Does Having a Co-Borrower Give You a Bigger Loan?
- A co-borrower signs your loan document and agrees to be responsible for its full balance. Unlike a co-signer, however, the co-borrower has ownership interest in any property that secures the loan, such as a home or vehicle. In addition, while a co-signer isn't liable for making payments on a loan unless the primary borrower defaults, a co-borrower has the same responsibility for making payments as the primary borrower.
- In some cases, including a co-borrower may increase the amount of the loan you can receive. When you apply for a loan with a co-borrower, the lender considers both applicants' incomes when determining the loan amount he'll offer. If the co-borrower earns an income and lists it on the application, your loan amount may be higher than it would have been without him.
- Though a co-borrower's income may increase your loan amount, her liabilities can also decrease it. Most lenders consider the ratio of the co-applicants' total monthly debt to total monthly income when determining the amount of money the applicants can borrow.

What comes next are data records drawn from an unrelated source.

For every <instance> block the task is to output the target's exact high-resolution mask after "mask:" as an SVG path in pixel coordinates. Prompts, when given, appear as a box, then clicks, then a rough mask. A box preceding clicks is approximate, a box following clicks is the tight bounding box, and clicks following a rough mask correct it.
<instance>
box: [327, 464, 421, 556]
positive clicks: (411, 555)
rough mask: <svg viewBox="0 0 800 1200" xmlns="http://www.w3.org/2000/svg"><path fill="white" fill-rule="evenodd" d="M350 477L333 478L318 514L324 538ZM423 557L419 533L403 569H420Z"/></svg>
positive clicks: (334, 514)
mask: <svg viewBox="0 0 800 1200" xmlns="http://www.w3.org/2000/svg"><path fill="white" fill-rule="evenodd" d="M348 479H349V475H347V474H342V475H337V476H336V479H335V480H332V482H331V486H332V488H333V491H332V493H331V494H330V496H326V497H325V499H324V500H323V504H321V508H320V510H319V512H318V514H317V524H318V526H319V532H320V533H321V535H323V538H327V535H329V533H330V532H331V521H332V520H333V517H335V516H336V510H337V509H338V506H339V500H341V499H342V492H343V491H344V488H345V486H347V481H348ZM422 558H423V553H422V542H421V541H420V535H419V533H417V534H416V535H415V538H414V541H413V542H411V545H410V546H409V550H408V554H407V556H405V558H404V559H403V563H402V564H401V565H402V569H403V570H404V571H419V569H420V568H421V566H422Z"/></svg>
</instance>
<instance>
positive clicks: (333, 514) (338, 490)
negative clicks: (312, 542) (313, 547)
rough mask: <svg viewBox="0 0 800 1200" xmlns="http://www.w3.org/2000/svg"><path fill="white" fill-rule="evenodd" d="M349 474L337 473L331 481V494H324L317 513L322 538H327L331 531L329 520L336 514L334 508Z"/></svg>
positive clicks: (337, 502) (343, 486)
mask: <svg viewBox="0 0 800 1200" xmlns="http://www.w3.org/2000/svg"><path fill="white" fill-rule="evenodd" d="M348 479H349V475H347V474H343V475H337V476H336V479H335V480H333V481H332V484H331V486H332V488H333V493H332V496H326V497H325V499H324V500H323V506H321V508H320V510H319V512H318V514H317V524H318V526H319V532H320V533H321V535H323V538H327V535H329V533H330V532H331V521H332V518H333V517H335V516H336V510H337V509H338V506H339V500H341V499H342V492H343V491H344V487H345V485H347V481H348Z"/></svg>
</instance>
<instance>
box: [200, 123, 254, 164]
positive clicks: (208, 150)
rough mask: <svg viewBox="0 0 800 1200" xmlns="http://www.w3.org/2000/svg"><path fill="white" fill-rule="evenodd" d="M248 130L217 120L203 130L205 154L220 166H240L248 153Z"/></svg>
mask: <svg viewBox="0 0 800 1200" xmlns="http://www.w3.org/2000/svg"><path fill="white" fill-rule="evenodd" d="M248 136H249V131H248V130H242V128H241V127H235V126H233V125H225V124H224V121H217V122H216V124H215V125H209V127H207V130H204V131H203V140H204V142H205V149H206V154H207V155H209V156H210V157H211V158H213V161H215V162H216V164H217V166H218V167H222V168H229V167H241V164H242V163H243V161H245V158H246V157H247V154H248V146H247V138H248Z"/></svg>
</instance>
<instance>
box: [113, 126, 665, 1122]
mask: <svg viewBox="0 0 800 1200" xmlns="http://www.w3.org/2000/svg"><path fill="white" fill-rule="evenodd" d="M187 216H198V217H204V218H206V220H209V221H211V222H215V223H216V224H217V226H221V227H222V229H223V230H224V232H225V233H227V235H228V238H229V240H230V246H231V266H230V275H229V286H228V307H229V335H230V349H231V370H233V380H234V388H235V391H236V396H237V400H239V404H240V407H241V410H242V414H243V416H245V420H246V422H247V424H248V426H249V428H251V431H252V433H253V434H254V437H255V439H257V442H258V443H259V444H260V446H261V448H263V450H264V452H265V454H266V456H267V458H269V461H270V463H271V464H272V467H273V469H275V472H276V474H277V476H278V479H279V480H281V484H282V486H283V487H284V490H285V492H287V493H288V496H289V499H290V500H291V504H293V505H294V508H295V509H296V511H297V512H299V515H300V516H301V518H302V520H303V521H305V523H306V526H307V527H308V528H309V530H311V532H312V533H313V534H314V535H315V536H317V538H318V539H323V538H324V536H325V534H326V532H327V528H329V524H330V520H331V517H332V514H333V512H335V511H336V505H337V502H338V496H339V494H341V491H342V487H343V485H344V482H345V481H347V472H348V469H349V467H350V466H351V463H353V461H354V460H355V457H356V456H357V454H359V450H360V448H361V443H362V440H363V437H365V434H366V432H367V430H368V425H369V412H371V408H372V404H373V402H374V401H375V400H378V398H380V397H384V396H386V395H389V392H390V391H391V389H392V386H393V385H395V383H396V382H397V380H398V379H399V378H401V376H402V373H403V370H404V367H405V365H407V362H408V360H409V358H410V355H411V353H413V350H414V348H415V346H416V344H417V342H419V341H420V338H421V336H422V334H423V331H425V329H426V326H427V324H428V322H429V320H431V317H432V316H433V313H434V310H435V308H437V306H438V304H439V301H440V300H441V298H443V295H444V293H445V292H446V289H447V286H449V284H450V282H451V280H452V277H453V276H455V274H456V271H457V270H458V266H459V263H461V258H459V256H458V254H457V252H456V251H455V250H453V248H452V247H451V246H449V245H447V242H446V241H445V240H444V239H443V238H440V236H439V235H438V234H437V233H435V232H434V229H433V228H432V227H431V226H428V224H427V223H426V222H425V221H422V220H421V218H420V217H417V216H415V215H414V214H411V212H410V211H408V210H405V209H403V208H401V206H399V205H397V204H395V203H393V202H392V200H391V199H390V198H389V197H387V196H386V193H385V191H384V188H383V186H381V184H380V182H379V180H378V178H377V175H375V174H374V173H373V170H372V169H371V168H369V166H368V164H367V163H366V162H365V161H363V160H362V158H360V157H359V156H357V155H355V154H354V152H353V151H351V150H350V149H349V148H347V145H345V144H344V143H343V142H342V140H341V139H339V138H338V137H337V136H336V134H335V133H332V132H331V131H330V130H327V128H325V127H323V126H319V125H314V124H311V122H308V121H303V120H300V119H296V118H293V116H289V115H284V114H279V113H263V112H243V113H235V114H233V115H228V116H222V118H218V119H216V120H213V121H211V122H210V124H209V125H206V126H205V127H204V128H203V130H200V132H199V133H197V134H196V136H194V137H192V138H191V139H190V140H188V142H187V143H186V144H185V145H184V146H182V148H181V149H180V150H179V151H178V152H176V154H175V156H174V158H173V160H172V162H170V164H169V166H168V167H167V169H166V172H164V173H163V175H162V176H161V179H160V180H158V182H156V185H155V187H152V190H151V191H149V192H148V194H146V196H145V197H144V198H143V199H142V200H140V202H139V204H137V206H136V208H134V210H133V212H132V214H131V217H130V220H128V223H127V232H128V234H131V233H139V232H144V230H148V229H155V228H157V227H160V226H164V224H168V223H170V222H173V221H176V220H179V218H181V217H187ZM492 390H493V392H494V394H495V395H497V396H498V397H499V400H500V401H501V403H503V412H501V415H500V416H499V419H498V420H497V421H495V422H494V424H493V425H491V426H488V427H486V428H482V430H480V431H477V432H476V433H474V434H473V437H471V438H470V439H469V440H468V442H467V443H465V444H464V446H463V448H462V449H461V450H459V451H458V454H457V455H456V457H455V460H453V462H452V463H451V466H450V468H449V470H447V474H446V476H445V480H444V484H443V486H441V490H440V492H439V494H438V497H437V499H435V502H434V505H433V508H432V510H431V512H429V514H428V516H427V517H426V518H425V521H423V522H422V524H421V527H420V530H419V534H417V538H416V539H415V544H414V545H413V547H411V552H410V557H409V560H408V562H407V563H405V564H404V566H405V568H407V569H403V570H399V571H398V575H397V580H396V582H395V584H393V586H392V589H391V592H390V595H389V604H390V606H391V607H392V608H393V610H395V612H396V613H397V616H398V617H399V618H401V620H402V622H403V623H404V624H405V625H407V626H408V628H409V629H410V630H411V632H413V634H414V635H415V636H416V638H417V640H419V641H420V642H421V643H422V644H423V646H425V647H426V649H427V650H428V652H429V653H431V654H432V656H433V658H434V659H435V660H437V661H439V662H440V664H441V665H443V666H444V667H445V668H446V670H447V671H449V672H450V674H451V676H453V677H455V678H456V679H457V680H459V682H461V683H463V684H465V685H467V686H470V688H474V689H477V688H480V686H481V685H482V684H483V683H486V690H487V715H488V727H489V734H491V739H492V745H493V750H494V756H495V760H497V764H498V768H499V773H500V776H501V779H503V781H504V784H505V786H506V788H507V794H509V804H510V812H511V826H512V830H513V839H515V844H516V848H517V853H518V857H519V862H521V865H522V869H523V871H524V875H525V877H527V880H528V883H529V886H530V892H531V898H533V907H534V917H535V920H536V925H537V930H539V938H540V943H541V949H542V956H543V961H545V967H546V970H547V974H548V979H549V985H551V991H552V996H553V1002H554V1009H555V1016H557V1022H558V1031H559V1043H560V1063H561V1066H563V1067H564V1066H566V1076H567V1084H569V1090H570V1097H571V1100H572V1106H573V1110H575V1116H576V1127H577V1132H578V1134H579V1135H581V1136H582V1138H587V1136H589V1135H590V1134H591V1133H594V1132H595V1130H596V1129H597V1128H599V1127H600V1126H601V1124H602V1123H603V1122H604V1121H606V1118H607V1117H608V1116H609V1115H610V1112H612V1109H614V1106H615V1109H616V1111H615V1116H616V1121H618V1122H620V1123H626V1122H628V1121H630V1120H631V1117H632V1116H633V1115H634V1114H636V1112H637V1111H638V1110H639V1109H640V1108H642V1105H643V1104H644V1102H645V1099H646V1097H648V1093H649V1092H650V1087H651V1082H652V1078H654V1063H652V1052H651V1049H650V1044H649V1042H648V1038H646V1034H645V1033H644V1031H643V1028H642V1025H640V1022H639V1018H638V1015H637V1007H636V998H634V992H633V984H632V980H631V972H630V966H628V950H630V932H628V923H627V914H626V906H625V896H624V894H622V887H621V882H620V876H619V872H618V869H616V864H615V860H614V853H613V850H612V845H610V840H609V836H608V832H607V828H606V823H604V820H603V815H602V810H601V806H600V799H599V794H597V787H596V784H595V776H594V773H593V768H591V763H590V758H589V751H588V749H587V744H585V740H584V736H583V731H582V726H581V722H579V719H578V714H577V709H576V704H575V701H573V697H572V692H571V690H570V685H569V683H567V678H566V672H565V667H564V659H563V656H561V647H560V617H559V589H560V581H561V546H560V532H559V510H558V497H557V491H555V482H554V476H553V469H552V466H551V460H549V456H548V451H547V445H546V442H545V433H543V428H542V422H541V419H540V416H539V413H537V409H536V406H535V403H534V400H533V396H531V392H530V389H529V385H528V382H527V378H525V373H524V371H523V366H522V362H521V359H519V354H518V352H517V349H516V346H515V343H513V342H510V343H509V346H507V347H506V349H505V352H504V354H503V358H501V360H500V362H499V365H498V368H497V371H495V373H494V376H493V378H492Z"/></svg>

If your co-borrower has other debts, they may increase the debt-to-income ratio to an unacceptable level. If the ratio is too high, you may qualify for a lower loan amount than you could have received on your own.
- Co-borrowers may also affect the interest rate a lender offers you. If the co-borrower has a solid credit history, the lender may offer you a lower interest rate than you would have received if you applied alone. However, if the co-borrower has poor credit, your interest rate may increase or the lender may deny your application altogether. If your co-borrower has poor credit and you have sufficient income to qualify for the loan by yourself, it may be more beneficial to apply without him.